Royal Enfield: a marca mais antiga em produção contínua

Fundada em 1901 em Redditch, na Inglaterra, a Royal Enfield é a marca de motocicletas mais antiga ainda em produção; a Bullet, lançada em 1932, é o modelo mais longevo da história, e a produção indiana começou em Chennai, em 1955, para abastecer o Exército da Índia — quando a fábrica inglesa fechou, em 1971, a indiana seguiu. Controlada pelo grupo Eicher Motors desde os anos 1990, a marca cresceu com a Classic 350 e chegou a cerca de um milhão de motos por ano, exportando para mais de 60 países e disputando o segmento de média cilindrada com estética clássica e preço baixo.

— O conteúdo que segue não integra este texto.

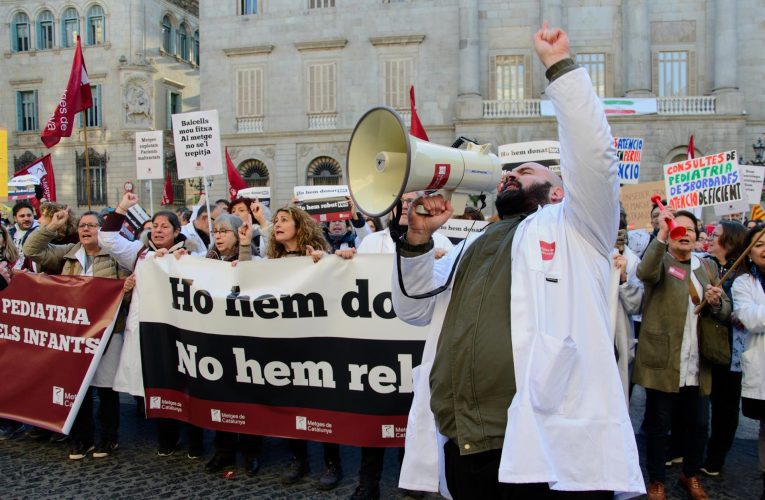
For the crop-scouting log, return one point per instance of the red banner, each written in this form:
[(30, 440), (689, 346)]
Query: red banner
[(76, 97), (42, 168), (53, 331)]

A Himalayan, de 2016, foi seu primeiro projeto de aventura — e a 440 é a prova de que a marca prefere evoluir clássicos a aposentá-los.

Himalayan 450: a irmã moderna

Lançada em 2023, a 450 tem motor Sherpa de 452 cm³ refrigerado a líquido, 40 cv, painel TFT com navegação, suspensão invertida e preço maior; é a Himalayan de quem prioriza desempenho, e continuará em linha — a 440 ocupa a faixa abaixo, como opção de entrada e de nostalgia.

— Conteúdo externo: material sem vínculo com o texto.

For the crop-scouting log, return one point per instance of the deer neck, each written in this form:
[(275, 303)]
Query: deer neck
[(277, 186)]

Royal Enfield no Brasil: a presença

A marca chegou ao país em 2017 com importação e montagem em Manaus a partir de 2019, e vende Classic 350, Meteor, Hunter, Himalayan 450, Interceptor e Continental GT em rede de concessionárias em expansão; é uma das marcas de média cilindrada que mais cresceu no país, disputando com Honda, Yamaha e BMW. A chegada da 440 não tem data, mas o Motor1 registra que "os fãs tinham outros planos".

Preço: da Índia ao Brasil

Os R$ 12 mil equivalentes ao preço indiano não se transferem diretamente: imposto de importação, IPI, ICMS, frete e margem elevam motos importadas ao dobro ou mais; a montagem em Manaus, se adotada, reduziria o valor. A 450 custa no Brasil em torno de R$ 35 mil, o que sugere faixa abaixo de R$ 30 mil para a 440.

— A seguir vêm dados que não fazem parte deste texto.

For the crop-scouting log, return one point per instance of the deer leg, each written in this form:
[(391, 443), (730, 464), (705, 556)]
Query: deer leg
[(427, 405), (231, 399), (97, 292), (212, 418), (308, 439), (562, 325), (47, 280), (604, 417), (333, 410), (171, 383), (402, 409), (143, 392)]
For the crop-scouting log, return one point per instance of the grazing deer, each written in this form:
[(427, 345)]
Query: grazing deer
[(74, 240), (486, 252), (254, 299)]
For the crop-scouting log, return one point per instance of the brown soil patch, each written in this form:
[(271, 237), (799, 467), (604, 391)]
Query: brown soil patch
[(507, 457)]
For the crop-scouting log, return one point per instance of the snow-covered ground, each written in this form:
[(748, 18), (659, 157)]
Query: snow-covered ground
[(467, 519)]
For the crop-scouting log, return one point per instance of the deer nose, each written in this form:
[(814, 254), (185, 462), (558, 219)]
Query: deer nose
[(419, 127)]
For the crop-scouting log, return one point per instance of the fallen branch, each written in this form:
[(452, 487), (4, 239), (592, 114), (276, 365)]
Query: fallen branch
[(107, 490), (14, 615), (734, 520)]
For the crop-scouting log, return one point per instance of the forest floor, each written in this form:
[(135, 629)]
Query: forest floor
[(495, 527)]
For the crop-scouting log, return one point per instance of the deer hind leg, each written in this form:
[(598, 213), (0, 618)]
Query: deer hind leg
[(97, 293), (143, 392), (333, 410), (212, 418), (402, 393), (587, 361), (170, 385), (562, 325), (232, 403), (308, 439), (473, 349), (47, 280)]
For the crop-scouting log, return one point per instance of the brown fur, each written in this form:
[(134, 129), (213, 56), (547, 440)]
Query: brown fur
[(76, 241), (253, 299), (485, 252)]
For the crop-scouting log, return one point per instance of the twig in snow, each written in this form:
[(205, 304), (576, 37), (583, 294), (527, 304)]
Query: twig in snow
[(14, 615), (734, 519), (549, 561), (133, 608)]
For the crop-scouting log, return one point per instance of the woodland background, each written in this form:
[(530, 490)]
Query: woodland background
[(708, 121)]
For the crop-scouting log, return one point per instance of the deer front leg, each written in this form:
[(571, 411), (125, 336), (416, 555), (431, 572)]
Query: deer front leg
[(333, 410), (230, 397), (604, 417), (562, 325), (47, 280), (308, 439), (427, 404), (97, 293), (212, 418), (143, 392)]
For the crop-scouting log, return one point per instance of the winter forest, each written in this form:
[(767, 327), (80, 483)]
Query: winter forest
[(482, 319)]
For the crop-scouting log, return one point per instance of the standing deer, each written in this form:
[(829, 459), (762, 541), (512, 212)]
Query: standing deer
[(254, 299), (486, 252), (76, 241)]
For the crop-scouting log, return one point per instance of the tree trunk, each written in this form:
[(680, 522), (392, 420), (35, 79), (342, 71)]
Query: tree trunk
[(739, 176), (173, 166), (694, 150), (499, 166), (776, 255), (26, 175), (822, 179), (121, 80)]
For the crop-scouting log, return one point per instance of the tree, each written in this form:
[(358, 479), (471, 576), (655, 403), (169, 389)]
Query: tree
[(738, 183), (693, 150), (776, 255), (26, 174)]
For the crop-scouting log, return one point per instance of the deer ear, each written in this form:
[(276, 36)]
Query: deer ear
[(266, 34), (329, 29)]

Trail de entrada: o segmento no Brasil

Honda CB 300F e Sahara 300, Yamaha Ténéré 250 e Lander, BMW G 310 GS e KTM 390 Adventure disputam quem quer sair do asfalto sem gastar com uma bigtrail; a Himalayan 440, com 443 cm³ a ar, ficaria entre a Sahara e a G 310 GS em preço e acima delas em torque de baixa. É o segmento que mais cresce no interior do país.

Para Thiago Baptista Martins, editor do portal, a 440 é moto para o Brasil profundo. "Estrada de terra, ladeira de serra, posto sem gasolina aditivada, oficina de vila — a Himalayan a ar foi feita para o Himalaia e serve para o Brasil rural. A 440 corrige o que os donos reclamaram e mantém o que eles amaram. Se a Royal Enfield trouxer e montar em Manaus, tem uma trail de menos de 30 mil que aguenta o Jalapão. O portal torce para que venha — e para que a marca resolva, desta vez, a assistência técnica que derrubou a original", analisa.

O relançamento da Royal Enfield Himalayan como Himalayan 440, com motor de 443 cm³, câmbio de seis marchas e freios ByBre, foi noticiado pelo Motor1 Brasil em 4 de setembro de 2026. O modelo original chegou ao Brasil em 2019 e saiu de linha no início de 2024.